Though it is no mistake that these new hybrid fields share recognition of the fundamentally ethical nature of environmental problems and social solutions, and the need to question the underlying premises of traditional theories and methods, they have in great part overlooked the significance of designed objects, structures and settlement patterns in the creation of virtually all our environmental problems. Remaining is process-focused in lieu of outcomes-oriented impediments to true sustainability in our world. In short, the role of the built environment (cities, products, landscapes, public spaces) has been overlooked due to marginalizations in favor over preventative design.

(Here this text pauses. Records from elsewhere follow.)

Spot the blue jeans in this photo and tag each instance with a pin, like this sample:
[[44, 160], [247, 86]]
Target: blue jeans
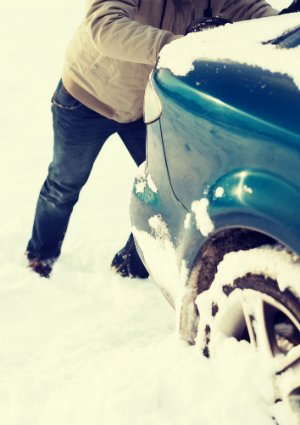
[[79, 134]]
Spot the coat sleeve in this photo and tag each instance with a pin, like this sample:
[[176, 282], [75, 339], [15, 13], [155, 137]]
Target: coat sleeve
[[240, 10], [117, 35]]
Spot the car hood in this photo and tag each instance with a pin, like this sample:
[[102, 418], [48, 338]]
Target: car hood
[[271, 43]]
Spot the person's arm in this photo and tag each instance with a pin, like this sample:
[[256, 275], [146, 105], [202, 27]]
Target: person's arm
[[240, 10], [118, 36]]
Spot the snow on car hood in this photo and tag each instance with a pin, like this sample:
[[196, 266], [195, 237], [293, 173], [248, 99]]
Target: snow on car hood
[[241, 42]]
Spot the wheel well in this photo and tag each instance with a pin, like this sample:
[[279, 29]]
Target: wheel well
[[215, 248]]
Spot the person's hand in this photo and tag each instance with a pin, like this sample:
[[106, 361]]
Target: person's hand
[[293, 7], [207, 23]]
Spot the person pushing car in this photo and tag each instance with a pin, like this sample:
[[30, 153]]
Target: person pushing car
[[105, 72]]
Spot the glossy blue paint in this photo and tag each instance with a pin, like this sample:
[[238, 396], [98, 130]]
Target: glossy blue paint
[[229, 133]]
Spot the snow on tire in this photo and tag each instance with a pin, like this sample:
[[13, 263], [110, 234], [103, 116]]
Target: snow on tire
[[255, 296]]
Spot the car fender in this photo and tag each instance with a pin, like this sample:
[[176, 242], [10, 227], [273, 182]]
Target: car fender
[[246, 198]]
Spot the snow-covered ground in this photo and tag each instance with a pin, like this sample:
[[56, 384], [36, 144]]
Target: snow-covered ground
[[88, 347]]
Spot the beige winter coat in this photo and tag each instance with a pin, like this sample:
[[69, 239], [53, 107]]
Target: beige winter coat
[[109, 59]]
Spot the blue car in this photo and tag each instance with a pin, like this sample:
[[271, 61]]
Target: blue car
[[215, 209]]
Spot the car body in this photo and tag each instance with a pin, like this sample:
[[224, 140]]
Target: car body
[[222, 175]]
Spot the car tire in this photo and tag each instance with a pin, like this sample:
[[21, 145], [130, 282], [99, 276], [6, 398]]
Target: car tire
[[260, 303]]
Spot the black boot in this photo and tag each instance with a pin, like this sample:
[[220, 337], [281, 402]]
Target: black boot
[[127, 262]]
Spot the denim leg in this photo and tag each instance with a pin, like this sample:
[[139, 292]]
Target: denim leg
[[133, 136], [79, 134]]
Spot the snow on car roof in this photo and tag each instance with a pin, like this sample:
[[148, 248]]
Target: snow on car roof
[[242, 42]]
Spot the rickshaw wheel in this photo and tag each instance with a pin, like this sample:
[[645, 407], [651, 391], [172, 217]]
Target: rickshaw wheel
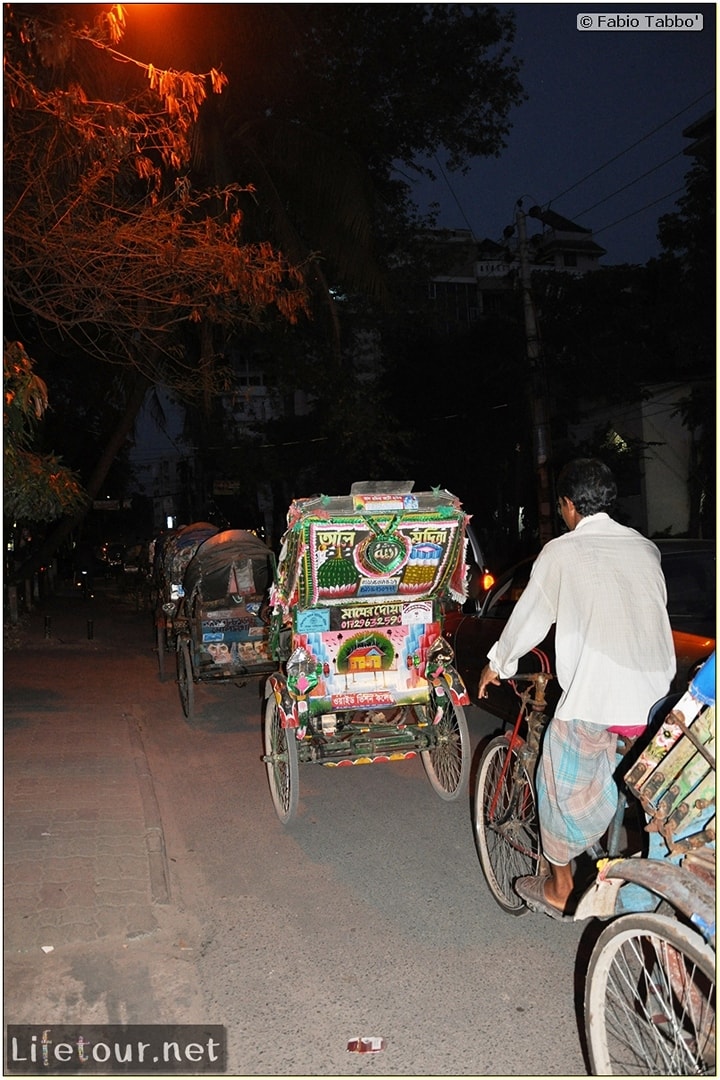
[[650, 999], [447, 764], [185, 683], [161, 635], [281, 747]]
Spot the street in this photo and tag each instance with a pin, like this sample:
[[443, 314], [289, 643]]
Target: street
[[367, 917]]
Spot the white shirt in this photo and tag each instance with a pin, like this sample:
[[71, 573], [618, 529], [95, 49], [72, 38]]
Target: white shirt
[[602, 586]]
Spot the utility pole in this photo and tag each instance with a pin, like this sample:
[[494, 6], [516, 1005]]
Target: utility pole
[[538, 387]]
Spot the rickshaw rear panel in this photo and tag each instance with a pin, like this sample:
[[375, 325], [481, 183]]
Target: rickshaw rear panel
[[357, 604]]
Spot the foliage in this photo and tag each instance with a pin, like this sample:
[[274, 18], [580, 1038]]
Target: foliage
[[37, 487], [105, 237]]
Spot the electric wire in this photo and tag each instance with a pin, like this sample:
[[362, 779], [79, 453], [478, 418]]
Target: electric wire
[[629, 184], [632, 147], [668, 194], [452, 192]]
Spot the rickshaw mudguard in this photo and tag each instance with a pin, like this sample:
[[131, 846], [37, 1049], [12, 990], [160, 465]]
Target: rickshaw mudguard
[[287, 711], [692, 896]]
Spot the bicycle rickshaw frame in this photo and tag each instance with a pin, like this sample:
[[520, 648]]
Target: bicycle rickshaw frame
[[364, 673], [650, 996], [221, 624]]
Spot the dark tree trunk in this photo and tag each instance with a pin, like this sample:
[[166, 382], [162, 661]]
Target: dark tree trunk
[[65, 526]]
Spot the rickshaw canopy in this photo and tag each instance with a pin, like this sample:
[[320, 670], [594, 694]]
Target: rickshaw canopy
[[380, 541]]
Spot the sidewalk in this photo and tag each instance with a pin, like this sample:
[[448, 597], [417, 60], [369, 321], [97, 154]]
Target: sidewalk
[[86, 883]]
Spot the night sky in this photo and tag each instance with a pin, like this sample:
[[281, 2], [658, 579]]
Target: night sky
[[591, 96]]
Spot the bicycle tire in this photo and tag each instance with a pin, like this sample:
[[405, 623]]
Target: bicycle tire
[[447, 763], [650, 999], [510, 848]]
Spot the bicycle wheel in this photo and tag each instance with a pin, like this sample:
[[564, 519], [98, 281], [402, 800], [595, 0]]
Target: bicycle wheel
[[505, 823], [281, 758], [650, 999], [185, 680], [447, 764], [161, 636]]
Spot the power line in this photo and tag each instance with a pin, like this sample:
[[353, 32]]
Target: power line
[[629, 184], [605, 228], [451, 190], [632, 147]]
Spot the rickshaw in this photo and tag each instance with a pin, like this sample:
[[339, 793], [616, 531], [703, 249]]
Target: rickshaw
[[171, 554], [221, 623], [364, 673], [650, 990]]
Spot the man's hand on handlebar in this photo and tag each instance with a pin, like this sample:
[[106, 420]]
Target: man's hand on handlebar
[[487, 677]]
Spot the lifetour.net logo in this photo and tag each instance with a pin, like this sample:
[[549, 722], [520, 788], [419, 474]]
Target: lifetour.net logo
[[114, 1049]]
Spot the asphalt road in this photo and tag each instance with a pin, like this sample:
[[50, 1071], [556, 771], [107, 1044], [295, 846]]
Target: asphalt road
[[367, 916]]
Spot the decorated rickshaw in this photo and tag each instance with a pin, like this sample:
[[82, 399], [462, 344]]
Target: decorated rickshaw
[[171, 553], [364, 674], [221, 621]]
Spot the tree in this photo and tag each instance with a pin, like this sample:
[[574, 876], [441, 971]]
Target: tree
[[108, 248], [323, 104], [37, 487]]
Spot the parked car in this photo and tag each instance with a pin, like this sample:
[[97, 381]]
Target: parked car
[[689, 568]]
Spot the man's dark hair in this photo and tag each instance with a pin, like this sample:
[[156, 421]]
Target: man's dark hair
[[589, 485]]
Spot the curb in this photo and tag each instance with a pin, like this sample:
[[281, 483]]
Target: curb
[[154, 836]]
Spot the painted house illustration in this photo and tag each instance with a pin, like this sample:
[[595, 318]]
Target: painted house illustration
[[368, 658]]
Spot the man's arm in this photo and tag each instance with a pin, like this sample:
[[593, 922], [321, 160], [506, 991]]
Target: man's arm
[[528, 624]]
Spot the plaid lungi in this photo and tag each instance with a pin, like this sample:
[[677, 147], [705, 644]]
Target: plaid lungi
[[576, 794]]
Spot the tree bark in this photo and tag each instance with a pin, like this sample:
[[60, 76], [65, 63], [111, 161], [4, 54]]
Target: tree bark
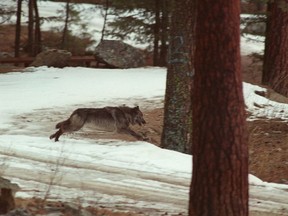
[[18, 28], [156, 34], [275, 73], [164, 33], [220, 159], [37, 35], [105, 19], [65, 29], [177, 112], [30, 45]]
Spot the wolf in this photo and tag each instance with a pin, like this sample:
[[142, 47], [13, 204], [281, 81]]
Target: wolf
[[109, 119]]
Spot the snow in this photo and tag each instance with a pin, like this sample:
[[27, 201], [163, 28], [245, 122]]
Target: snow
[[137, 175], [95, 172]]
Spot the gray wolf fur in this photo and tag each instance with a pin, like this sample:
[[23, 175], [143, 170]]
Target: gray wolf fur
[[110, 119]]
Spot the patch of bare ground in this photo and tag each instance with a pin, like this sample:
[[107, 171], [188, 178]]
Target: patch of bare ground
[[268, 153]]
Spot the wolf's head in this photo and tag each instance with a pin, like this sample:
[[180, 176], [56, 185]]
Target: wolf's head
[[137, 116]]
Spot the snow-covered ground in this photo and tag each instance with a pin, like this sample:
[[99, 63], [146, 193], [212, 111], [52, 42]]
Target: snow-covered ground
[[115, 173], [137, 175]]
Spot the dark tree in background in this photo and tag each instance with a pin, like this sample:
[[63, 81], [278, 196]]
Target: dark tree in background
[[66, 22], [34, 31], [275, 66], [147, 22], [30, 42], [220, 159], [18, 28], [177, 112]]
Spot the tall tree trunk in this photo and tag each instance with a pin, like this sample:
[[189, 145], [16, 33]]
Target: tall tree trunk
[[38, 42], [164, 33], [30, 45], [275, 73], [177, 113], [156, 34], [18, 28], [65, 29], [105, 19], [220, 159]]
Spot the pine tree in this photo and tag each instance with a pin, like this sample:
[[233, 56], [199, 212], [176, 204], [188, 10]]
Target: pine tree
[[176, 133], [275, 64], [220, 157]]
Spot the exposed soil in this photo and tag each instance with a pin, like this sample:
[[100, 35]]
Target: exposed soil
[[268, 151]]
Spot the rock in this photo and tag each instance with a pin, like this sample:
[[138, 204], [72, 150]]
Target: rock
[[117, 54], [8, 190], [18, 212], [256, 28], [52, 58]]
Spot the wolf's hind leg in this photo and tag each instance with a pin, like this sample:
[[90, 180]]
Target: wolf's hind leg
[[56, 135], [132, 133]]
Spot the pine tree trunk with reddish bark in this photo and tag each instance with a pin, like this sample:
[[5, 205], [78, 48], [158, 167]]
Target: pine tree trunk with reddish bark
[[275, 73], [220, 159], [177, 112]]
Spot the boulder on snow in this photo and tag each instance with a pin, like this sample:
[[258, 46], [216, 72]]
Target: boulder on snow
[[52, 58], [117, 54]]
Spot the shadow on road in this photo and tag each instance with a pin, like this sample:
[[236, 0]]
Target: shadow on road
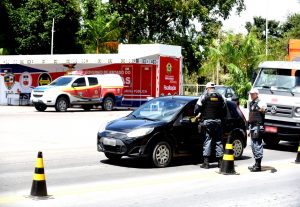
[[176, 161], [283, 146]]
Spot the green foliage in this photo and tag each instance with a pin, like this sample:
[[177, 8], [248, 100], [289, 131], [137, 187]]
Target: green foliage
[[237, 57], [101, 33]]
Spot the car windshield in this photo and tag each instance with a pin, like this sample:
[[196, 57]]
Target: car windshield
[[221, 90], [276, 78], [61, 81], [161, 109]]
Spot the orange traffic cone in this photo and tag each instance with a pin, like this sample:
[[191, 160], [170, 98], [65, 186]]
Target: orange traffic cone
[[227, 165], [297, 161], [39, 187]]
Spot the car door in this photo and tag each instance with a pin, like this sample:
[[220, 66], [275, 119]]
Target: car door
[[185, 131], [80, 90], [94, 89]]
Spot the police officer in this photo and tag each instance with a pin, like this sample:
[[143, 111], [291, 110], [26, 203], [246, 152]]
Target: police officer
[[256, 123], [211, 108]]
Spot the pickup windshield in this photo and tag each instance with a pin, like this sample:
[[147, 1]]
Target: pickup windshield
[[61, 81], [278, 78]]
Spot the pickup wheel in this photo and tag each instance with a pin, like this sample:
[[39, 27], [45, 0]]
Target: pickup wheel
[[61, 104], [161, 154], [40, 107], [108, 104], [87, 107]]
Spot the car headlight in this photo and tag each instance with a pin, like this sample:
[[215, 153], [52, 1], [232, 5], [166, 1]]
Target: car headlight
[[297, 111], [102, 127], [140, 132]]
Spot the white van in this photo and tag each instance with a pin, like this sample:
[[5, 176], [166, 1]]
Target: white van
[[84, 90], [278, 83]]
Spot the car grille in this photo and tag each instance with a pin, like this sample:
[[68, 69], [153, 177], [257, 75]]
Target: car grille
[[37, 95], [279, 110], [119, 148]]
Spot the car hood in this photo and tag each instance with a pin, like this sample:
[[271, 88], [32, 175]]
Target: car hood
[[127, 124], [46, 88]]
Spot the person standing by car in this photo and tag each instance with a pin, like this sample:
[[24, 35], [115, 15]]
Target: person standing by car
[[256, 125], [211, 109]]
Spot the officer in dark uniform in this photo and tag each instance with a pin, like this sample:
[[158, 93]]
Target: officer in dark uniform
[[256, 126], [211, 109]]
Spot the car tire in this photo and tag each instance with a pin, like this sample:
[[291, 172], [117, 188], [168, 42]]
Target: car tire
[[61, 104], [87, 107], [271, 140], [161, 154], [108, 104], [238, 147], [40, 107], [113, 157]]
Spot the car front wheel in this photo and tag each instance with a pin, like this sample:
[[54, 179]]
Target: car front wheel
[[271, 139], [40, 107], [108, 104], [162, 154], [61, 104]]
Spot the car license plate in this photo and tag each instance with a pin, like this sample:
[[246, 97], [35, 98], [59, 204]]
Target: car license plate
[[111, 142], [270, 129]]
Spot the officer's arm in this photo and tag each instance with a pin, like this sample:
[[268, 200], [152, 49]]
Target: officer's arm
[[262, 107]]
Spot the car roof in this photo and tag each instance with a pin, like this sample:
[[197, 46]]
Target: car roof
[[222, 86], [179, 97]]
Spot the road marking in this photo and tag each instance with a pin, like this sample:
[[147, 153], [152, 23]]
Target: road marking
[[150, 181]]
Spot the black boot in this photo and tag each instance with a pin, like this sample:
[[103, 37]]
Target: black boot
[[205, 164], [256, 167], [220, 160]]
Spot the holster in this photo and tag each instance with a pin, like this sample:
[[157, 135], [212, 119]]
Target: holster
[[201, 127], [256, 131]]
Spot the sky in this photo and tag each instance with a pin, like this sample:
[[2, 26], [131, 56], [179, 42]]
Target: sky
[[271, 9]]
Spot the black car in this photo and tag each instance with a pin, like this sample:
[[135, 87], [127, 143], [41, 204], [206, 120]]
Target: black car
[[227, 92], [163, 128]]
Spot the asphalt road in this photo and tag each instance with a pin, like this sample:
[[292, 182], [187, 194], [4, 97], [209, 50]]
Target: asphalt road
[[78, 175]]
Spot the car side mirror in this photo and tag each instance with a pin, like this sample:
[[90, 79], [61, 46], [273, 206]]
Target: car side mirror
[[185, 120]]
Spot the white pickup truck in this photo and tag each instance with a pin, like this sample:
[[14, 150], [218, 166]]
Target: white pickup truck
[[278, 83], [84, 90]]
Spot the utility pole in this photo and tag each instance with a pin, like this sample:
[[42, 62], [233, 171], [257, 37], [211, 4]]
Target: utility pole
[[52, 37], [266, 29]]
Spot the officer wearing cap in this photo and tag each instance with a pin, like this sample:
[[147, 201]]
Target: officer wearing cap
[[256, 125], [211, 109]]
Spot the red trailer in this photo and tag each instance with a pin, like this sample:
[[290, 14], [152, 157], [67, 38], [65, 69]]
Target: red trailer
[[148, 70]]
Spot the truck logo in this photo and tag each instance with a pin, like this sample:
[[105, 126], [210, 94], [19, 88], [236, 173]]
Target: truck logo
[[9, 80], [169, 68], [273, 109], [44, 79]]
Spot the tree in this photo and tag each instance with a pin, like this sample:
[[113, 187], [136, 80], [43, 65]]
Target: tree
[[100, 32], [172, 22], [6, 34], [259, 25], [291, 27], [32, 23], [237, 57]]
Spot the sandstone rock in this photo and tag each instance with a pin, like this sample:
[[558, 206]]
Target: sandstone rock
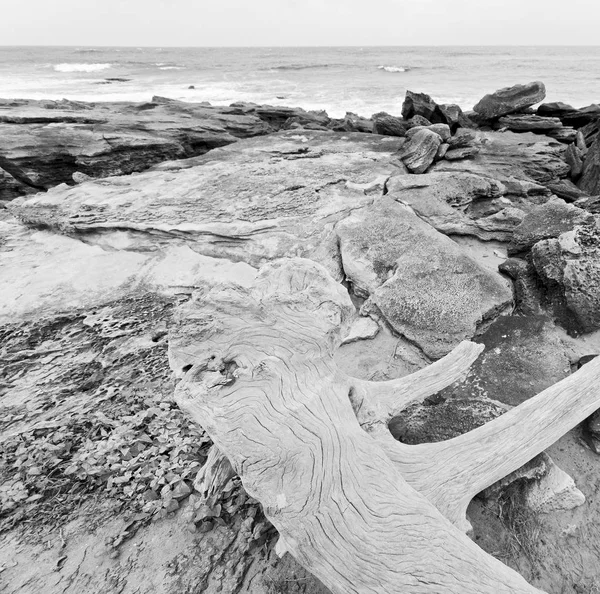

The emergence of entire industries built around such "fashions" is practically sickening. Equally so is investing time in analyzing the semantics of words molded by marketing gurus to spin a trend for gain. In lieu of rhetoric, was it even considered the role of nature in man's existence over the course of human's historical existence? In fact, half the world -- our brothers and sisters representing the Eastern model (Asia) could impart evidence of a long-held inner belief that nature and man are inseparable. Unfortunately, particularly in the Western hemisphere, nature has increasingly been relegated to the province of environmentalists while cities and towns have been turned over to developers and planners.

Missing is the notion that pursuing "environmental" or "sustainable" is in fact separated from any action or endeavor we embark. Truth is: we (humans) have separated them over history through distancing ourselves in pursuit of conquest over nature. Suggestion: read a book such as "Earth's Insights" by J. Baird Callicott and glean a multicultural survey of ecological ethics around the globe. Embrace other perspectives. Consider the underlying deep cultural approach such as Vastu Vidya, or Taoist thinking to matters of design.

A faithful thinking might surmise that the cyclical nature of the universe will allow the pendulum to swing back the other direction -- that a synergistic and holistic honoring of nature will respect her in every action human hands touch. Certainly, the intensity of using buzzwords and rallying "green" concepts has either prompted, or responded to, a shift in the collective consciousness toward our view on nature. This can only propagate future evolution in the positive direction, a premise hold dear by this author.